Background
I'm building a discrete selector, e.g. given a sequence, it picks randomly one element with probability according to given weights. You can think of it as a pair of PredefinedRandomGenerator
and std::discrete_distribution
. I'd like the selector to be portable, and provide sane entropy. It will not be used in cryptographic context, I just want better randomness (sorry if I messed up terminology here).
Problem
std:random_device
on MinGW on Windows always yields the same number.
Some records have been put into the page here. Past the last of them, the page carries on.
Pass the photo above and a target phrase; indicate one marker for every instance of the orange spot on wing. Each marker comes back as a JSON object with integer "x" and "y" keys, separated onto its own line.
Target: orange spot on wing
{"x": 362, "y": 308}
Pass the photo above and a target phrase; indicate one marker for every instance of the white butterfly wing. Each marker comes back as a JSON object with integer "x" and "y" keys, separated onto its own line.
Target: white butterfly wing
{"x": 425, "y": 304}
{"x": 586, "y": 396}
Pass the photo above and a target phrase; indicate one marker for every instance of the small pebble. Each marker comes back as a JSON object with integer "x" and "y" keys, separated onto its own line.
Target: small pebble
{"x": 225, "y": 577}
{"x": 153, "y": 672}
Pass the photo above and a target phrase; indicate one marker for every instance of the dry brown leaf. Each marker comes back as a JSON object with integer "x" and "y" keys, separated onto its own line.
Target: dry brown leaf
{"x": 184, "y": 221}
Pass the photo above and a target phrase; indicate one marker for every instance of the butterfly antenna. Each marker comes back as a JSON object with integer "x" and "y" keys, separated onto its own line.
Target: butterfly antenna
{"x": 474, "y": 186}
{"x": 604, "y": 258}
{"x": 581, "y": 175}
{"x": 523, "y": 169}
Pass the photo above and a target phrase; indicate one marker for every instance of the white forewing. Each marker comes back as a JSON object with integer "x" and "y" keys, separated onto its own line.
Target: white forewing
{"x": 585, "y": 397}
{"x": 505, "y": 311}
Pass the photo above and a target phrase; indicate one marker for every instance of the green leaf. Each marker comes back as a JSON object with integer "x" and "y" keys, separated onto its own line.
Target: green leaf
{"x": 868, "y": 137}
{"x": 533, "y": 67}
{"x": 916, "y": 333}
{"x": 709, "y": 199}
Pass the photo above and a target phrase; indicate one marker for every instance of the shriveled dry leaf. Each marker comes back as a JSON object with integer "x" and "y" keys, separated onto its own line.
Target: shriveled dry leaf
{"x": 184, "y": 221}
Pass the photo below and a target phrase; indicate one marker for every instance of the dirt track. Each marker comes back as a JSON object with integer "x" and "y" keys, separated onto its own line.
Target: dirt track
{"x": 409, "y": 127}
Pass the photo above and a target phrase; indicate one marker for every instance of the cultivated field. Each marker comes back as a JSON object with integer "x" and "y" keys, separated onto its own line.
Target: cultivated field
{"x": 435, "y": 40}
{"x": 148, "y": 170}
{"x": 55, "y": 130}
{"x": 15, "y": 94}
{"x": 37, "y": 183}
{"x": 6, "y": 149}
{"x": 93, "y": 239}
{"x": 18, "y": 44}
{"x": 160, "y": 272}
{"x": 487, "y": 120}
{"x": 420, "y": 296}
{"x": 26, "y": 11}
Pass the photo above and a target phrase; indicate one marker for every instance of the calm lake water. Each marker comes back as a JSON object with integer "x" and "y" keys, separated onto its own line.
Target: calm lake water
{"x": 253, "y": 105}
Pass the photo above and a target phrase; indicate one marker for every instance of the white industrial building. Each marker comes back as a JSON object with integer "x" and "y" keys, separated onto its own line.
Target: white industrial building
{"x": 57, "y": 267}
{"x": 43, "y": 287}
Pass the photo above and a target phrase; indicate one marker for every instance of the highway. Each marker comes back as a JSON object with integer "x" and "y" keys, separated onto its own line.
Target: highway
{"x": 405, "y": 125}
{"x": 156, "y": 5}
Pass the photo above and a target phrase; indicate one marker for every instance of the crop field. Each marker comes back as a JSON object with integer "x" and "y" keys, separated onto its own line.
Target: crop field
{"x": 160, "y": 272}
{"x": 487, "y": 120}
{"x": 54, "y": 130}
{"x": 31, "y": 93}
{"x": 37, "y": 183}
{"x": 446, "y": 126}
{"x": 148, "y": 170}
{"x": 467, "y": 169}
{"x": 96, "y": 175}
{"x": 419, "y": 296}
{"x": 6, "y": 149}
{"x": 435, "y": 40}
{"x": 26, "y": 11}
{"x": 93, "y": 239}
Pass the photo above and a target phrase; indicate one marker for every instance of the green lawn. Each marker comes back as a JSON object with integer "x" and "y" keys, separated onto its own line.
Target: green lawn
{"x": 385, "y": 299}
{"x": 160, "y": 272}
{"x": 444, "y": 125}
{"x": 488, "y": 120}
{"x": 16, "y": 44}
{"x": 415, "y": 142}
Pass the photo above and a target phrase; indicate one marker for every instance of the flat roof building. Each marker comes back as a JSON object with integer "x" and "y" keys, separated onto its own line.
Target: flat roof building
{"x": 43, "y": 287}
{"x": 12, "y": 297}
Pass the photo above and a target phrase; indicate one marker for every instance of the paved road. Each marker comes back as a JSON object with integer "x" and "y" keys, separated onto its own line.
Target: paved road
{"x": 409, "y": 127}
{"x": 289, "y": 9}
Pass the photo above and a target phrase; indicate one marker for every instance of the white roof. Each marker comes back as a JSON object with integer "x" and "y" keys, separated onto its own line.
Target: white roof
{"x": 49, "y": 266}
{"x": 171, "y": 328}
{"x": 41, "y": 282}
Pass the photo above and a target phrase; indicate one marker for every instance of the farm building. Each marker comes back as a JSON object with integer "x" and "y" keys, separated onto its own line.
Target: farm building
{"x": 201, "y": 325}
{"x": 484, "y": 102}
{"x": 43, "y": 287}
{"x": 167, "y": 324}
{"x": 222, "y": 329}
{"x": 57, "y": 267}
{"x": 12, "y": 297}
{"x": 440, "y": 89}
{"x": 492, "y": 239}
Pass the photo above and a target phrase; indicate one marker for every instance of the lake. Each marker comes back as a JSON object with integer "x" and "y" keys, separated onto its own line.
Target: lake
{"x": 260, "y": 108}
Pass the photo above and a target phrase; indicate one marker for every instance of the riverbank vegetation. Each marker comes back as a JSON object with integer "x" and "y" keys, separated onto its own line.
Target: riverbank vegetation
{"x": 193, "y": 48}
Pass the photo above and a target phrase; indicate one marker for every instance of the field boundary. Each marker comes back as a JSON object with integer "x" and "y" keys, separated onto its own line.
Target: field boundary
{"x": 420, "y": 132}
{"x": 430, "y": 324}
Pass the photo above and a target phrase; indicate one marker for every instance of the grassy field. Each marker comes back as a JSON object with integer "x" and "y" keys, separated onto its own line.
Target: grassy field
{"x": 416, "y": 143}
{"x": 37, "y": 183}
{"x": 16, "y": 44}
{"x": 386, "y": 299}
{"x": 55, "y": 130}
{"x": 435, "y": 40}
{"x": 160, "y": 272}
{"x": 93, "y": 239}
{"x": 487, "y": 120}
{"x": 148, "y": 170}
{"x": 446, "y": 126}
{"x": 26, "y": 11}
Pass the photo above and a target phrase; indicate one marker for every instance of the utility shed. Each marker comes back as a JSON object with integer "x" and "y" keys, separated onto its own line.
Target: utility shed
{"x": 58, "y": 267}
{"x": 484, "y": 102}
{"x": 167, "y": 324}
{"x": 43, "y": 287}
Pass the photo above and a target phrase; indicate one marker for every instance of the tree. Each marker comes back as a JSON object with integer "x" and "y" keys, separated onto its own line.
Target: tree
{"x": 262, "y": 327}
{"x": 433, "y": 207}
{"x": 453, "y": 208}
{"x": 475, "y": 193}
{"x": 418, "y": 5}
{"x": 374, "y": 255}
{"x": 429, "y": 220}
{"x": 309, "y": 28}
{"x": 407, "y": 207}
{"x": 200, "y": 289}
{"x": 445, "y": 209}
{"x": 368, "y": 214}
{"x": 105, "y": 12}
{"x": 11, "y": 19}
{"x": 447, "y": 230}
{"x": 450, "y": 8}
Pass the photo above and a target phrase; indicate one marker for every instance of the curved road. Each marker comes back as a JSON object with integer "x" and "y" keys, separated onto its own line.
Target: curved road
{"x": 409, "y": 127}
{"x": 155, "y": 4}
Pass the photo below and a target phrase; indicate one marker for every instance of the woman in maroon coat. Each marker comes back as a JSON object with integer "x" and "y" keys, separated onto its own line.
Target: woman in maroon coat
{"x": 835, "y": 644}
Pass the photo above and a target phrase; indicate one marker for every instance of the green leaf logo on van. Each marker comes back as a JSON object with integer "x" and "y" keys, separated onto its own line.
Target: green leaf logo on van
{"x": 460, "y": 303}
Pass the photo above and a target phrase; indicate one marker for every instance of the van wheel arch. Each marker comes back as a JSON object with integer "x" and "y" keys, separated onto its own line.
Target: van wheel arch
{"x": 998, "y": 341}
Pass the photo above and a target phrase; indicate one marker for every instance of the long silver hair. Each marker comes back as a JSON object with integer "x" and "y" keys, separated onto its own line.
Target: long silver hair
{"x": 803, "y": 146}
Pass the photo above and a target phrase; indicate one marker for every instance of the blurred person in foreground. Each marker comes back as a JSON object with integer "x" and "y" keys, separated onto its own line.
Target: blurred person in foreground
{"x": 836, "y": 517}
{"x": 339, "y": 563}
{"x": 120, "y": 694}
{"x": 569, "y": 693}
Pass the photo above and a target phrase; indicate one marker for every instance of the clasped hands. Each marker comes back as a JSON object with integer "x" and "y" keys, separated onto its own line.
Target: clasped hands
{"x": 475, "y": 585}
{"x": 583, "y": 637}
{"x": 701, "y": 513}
As a workaround, I use
//assume using namespace std::chrono
std::seed_seq seq{std::random_device{}(),
duration_cast<nanoseconds>(system_clock::now()).count(),
42};
The problem is that the constructor of PredefinedRandomGenerator
expects lvalue-reference, so I cannot initialize it in member initializer list as follows:
template <typename InputIterator>
discrete_selector(InputIterator weights_first,
InputIterator weights_last):
generator(std::seed_seq{/*...*/}),
distribution(weights_first, weights_last)
{}
So now there is at least one source of more or less random number.
What I tried
//somewhere in namespace details
std::seed_seq& get_new_sequence()
{
static std::unique_ptr<std::seed_seq> sequence;
sequence = std::make_unique<std::seed_seq>(std::random_device{}(),
duration_cast<nanoseconds>(system_clock::now()).count(),
42);
return *sequence;
}
The above should work, but I believe there should be a better way of doing that.
Side question
Why does constructor take the std::seed_seq
by lvalue reference? It could at least use rvalue-reference.